1
誰も悪くない。
油蝉の声が聞こえる。その身体をしきりに震わせて唸るような繰り返し音は、パトカーがものすごい形相で一心不乱に車を追跡する音にも、救急車が通行車両の間を優遇され、一早く現場へと急ぐ音にも聞こえた。
馬鹿な話だ。蝉など夏の間しか生きられないというのに、急いでどうするというのだ。公園の木々の間を飛び回って、木に張り付いてゆっくり今を噛み締め、ミンミン鳴いていればいいだろうに。
どうして皆、そんなに生き急ぐのだろう。
また油蝉の声が聞こえた。パトカーは一般車両に傷をつけて通りすがっていった。

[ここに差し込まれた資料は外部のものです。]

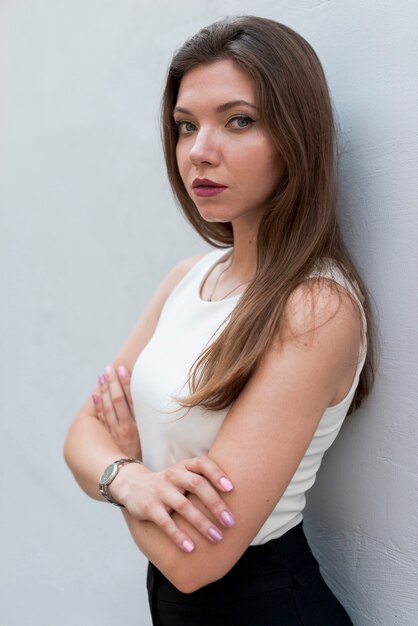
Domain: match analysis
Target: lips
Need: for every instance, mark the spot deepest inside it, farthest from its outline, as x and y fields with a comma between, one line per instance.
x=206, y=183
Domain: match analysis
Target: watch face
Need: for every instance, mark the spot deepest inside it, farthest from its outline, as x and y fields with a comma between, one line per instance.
x=109, y=474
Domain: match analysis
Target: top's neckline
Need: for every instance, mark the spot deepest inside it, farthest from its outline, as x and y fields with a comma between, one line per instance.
x=217, y=261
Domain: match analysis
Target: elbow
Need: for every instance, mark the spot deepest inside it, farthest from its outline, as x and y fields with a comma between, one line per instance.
x=188, y=579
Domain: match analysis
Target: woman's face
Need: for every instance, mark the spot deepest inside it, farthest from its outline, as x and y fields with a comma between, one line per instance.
x=222, y=140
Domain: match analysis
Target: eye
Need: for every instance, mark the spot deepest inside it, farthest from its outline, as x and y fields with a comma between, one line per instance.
x=184, y=127
x=241, y=121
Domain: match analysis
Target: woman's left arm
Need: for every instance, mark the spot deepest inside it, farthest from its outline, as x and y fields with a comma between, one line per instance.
x=267, y=431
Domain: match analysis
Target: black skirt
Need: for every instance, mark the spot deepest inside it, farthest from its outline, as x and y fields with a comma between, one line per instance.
x=276, y=583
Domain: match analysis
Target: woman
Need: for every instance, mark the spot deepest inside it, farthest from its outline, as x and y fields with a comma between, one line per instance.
x=247, y=359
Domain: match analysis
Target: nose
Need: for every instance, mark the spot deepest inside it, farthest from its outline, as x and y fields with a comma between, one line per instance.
x=205, y=148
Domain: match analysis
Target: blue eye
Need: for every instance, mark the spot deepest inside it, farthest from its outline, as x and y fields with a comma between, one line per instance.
x=185, y=127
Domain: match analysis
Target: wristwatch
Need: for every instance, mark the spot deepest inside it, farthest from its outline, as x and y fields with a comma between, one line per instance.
x=109, y=476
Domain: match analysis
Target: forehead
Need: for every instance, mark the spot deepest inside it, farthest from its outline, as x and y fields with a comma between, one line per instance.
x=214, y=82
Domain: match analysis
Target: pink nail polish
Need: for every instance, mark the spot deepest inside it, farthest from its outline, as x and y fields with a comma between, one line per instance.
x=226, y=484
x=215, y=534
x=227, y=519
x=187, y=545
x=122, y=371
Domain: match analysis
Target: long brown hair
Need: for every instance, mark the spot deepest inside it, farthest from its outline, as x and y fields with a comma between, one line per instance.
x=299, y=226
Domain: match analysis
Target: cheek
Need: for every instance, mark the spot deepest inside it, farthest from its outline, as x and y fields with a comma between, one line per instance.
x=181, y=159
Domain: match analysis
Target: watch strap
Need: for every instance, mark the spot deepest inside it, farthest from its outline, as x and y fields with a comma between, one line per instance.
x=104, y=485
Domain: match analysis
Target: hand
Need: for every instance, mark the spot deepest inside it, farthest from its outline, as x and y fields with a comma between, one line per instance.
x=115, y=410
x=151, y=496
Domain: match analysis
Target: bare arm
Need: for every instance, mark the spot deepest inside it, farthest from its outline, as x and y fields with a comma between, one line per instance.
x=89, y=447
x=266, y=434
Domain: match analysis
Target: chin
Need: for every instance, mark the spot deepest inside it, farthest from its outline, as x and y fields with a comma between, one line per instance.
x=210, y=216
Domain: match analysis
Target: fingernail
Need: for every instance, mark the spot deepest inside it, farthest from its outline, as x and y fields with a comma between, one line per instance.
x=215, y=534
x=187, y=545
x=226, y=484
x=227, y=519
x=122, y=371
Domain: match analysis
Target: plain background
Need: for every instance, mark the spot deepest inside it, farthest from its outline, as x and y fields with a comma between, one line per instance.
x=88, y=231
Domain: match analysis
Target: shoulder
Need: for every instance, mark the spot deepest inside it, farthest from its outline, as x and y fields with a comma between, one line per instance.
x=321, y=307
x=178, y=272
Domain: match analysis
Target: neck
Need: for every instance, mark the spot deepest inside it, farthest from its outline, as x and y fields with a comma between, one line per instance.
x=244, y=262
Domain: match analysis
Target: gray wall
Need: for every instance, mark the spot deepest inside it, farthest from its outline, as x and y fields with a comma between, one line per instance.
x=88, y=231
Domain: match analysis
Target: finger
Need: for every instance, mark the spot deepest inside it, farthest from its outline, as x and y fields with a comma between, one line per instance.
x=195, y=517
x=119, y=401
x=107, y=404
x=97, y=400
x=125, y=381
x=211, y=470
x=170, y=528
x=207, y=494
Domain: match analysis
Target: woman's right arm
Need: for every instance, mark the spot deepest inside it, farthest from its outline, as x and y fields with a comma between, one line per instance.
x=147, y=495
x=89, y=447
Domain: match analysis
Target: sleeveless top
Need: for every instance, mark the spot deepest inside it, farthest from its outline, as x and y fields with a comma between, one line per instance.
x=169, y=433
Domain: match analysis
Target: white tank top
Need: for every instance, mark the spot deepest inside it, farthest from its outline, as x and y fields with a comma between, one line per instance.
x=169, y=433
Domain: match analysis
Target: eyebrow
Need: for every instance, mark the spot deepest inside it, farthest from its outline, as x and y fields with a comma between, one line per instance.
x=221, y=108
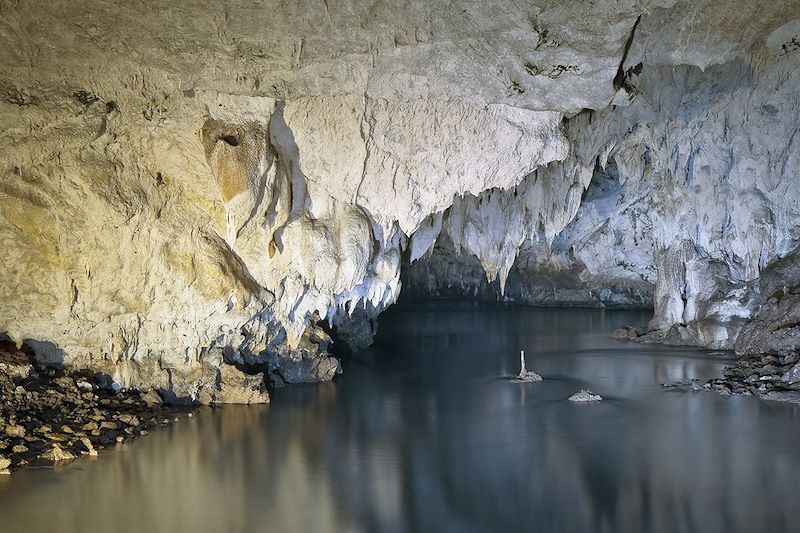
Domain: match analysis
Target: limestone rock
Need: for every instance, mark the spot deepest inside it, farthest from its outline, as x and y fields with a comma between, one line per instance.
x=241, y=388
x=56, y=454
x=164, y=215
x=585, y=396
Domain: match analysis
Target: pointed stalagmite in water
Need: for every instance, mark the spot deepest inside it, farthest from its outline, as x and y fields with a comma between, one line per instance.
x=525, y=375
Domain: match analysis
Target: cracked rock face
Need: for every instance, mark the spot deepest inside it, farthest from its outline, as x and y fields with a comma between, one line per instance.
x=189, y=190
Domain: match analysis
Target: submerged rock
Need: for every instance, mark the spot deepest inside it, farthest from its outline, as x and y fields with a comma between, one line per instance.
x=525, y=375
x=56, y=454
x=49, y=415
x=585, y=396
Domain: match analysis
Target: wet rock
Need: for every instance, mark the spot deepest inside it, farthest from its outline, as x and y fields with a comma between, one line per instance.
x=31, y=407
x=57, y=454
x=585, y=396
x=240, y=388
x=628, y=332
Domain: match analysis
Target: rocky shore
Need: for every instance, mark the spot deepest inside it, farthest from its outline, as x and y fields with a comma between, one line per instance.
x=770, y=377
x=49, y=414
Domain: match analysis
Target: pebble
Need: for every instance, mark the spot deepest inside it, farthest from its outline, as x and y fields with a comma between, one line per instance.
x=54, y=415
x=57, y=454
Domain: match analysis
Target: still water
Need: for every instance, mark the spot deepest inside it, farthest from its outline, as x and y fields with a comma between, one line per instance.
x=424, y=432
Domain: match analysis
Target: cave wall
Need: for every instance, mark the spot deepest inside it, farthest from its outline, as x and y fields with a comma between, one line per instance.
x=188, y=190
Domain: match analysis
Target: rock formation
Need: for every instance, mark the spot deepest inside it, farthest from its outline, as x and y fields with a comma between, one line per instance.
x=189, y=192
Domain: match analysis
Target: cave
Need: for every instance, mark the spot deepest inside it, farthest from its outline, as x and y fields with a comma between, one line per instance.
x=518, y=265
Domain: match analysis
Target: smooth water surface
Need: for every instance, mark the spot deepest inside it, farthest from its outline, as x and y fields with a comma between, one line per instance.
x=425, y=432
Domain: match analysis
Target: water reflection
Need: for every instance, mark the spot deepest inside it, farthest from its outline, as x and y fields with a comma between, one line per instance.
x=425, y=433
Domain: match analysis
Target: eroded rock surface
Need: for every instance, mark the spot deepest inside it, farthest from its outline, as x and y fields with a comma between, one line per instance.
x=192, y=189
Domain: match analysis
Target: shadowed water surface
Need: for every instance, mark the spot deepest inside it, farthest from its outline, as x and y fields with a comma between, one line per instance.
x=424, y=432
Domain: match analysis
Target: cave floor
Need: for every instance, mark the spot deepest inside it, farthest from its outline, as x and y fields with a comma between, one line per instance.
x=426, y=432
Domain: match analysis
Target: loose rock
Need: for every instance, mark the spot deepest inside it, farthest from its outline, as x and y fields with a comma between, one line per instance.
x=585, y=396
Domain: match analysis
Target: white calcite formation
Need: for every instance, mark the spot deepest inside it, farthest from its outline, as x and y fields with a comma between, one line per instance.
x=190, y=190
x=584, y=395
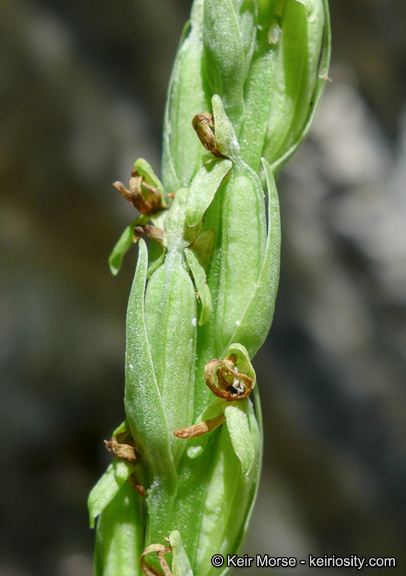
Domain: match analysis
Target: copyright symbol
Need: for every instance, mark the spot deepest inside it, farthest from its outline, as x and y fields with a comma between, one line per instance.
x=217, y=560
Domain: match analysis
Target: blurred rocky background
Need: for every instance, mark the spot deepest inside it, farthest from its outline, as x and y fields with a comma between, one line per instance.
x=82, y=92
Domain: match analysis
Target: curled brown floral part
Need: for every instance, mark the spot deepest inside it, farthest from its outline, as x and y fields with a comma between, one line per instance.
x=224, y=380
x=160, y=551
x=123, y=451
x=203, y=125
x=149, y=231
x=145, y=198
x=200, y=428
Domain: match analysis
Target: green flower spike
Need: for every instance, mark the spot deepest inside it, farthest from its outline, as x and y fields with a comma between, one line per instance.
x=245, y=86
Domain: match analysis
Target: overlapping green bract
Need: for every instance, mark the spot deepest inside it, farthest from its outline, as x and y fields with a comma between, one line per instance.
x=202, y=303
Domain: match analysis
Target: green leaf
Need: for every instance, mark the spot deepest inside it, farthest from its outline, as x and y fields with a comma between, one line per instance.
x=228, y=38
x=200, y=280
x=180, y=561
x=203, y=188
x=144, y=168
x=237, y=424
x=226, y=138
x=122, y=246
x=257, y=318
x=243, y=361
x=119, y=536
x=196, y=446
x=107, y=487
x=143, y=402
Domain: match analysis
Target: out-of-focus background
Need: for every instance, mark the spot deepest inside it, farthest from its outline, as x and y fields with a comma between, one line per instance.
x=82, y=92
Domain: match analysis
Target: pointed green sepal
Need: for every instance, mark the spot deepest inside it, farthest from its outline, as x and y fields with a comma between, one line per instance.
x=180, y=561
x=238, y=428
x=203, y=188
x=107, y=487
x=200, y=280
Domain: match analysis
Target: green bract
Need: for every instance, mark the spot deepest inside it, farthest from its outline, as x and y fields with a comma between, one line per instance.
x=247, y=79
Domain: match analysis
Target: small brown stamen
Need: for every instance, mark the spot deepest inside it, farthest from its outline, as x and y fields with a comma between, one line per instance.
x=200, y=428
x=122, y=451
x=160, y=550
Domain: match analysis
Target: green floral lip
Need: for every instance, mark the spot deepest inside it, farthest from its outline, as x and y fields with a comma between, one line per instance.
x=246, y=83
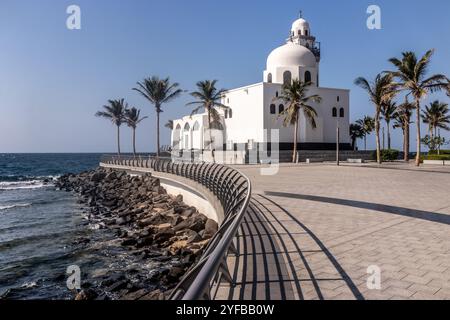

救急車は「どいてください」としきりに怒号でアナウンスしている。
法治国家の行く末と、死の運命に抗って利益を手にした現代の行く末。アノミーとチープな怪我に絶たれる生命。本当に大事なのはどっちなのだろうかと最近は思ったりもする。
「ねえ、お母さん見てみてー」
庭で遊んでいた息子が、虫籠を掲げていた。
「おおーすごいねー。蟷螂と紋白蝶?」
「そうー。ぼくが捕まえたんだよ」
息子は笑いながら嬉しそうに籠を眺めていた。「もっと仲間を増やしてあげなきゃ」と、虫網片手に再び庭の花壇を歩き回っている。
私はしゃがんだ。息子の置いていった虫籠の中をじっと見つめる。緑の透き通った蟷螂と、籠の中を飛び回る紋白蝶。息子は「仲間」と言ったが、私にはどうもこの二匹が仲間の様には見えなかった。
息子が騒いでいる。振り向けば、土の上に置かれた虫網の中で紋白蝶が羽をばたつかせていた。
「もう一匹捕った! 早く籠に入れなきゃ」
息子の声が聴こえ、私は籠を息子の元へ持っていき、手渡した。地面に置いて蓋を開けた息子は、素早く籠の中に紋白蝶を放って蓋を閉じる。
「あれー?」
「どうしたの?」
「ちょうちょが一匹いなくなってる。逃げちゃったのかな」
息子は首を傾げていた。
一度は怪訝に疑った息子も、すぐに立ち上がって走り出し、再び虫網を振るい始めた。
虫籠の中では今しがた息子が放った紋白蝶がパタパタと飛んでいた。
――私は知っている。さっきの紋白蝶の行方を。
――私は知っている。この紋白蝶の行方を。
油蝉がけたたましいサイレンを鳴らしている。そのサイレンは必死に犯人を追いかけ、一心不乱に現場へと急いでいる。
ただ、犯人と現場だけに焦点を当てて――。
ききーーどごーーんーー。
「あれれー、またちょうちょいなくなってる」
「ちょうちょはね、お母さんが逃がしてあげちゃったの。ほら、徹もそろそろ家に入るよ。アイス食べよ?」
「食べるー、ってあれ。お母さん泣いてるの?」
息子に言われて私は涙を流していることに気が付いた。